Vet explains how he helped dog that was uniquely born with two penises
Vets dealing with the unique case of a dog born with two penises have successfully removed the extra appendage in a delicate operation.
The patient, a seven-month-old Jack Russell Terrier, was suffering extreme discomfort as a result of the bonus organ, including incontinence and chronic itching.
Eastcott Veterinary Referrals, a specialist vets’ surgery in Wiltshire, managed to correct the bizarre birth defect and the pup has made a full recovery.
It’s thought to be the first case of its kind in the history of veterinary surgery and Tim Charlesworth, Eastcott ’s head of surgery, oversaw the difficult and complex procedure.
Tim told the Daily Star the unprecedented surgery took around three hours.
He explained that the poor pup had been born with a “duplex or 'double’ left kidney. The two halves of the kidney were effectively operating as separate mini-kidneys with their own plumbing.
“Its urinary bladder was also divided into separate left and right compartments,” he said, “each of which then drained through separate urethras that coursed through separate penises.”
Because the two distinct penises were forced into a foreskin that was only big enough for one, the little dog was plagued by painful itching.

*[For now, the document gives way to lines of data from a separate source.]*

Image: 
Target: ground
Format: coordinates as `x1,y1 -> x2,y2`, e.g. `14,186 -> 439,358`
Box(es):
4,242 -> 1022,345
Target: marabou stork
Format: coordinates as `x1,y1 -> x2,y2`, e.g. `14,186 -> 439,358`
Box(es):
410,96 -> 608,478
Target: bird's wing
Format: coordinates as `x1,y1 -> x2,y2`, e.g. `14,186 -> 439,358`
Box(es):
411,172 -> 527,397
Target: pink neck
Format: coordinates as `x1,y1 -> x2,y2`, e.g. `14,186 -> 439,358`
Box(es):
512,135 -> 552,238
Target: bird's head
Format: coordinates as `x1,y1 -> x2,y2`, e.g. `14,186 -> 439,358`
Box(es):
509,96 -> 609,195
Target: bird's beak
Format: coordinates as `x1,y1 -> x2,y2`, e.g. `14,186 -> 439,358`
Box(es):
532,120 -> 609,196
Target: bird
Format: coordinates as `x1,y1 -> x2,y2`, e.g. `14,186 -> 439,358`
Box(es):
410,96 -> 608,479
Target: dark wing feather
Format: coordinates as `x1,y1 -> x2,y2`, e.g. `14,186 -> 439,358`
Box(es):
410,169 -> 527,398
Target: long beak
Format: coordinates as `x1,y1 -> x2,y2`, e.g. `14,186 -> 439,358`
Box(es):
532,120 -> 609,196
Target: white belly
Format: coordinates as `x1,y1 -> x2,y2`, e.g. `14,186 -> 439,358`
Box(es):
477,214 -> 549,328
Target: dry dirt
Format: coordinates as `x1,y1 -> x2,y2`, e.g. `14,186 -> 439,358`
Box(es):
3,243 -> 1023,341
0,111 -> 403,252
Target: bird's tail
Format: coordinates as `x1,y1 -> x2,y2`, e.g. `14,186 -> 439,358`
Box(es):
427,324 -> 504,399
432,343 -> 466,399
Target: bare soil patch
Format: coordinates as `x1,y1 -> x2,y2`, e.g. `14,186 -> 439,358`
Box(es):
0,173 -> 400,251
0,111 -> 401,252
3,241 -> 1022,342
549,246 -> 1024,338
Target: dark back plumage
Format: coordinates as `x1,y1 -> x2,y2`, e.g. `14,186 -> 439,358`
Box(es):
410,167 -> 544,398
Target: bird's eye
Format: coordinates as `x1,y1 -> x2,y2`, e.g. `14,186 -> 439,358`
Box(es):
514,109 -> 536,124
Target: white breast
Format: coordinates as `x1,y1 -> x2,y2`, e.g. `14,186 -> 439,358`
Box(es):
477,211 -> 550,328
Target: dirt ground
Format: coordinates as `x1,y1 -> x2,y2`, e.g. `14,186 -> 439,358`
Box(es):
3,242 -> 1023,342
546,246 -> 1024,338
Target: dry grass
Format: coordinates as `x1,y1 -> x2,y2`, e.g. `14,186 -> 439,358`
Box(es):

The complex surgery involved removal of not only the “spare” penis but the split kidney. Tim also combined the two compartments of the dog’s divided bladder into one complete organ.
He detailed how the delicate surgery combined the two distinct urinary tracts into one functional system.
Tim told Veterinary News : “We believe this is the first reported case of complete unilateral duplication of the urinary tract in a dog presenting with incontinence.
“The dog has now made a full recovery with full resolution of his clinical signs and is currently doing very well indeed. We are very pleased to have been involved with such an unusual case and are really happy that he continues to do so well.”
The poor little fellow will, of course, have to wear The Cone of Shame for some time to prevent him from pulling out his own stitches.
The case was recently written up by one of Eastcott’s interns, Mara Sprocatti, and it has now been published by Wiley Online Library in Veterinary Surgery, where it's recorded as the first known case in the history of veterinary surgery.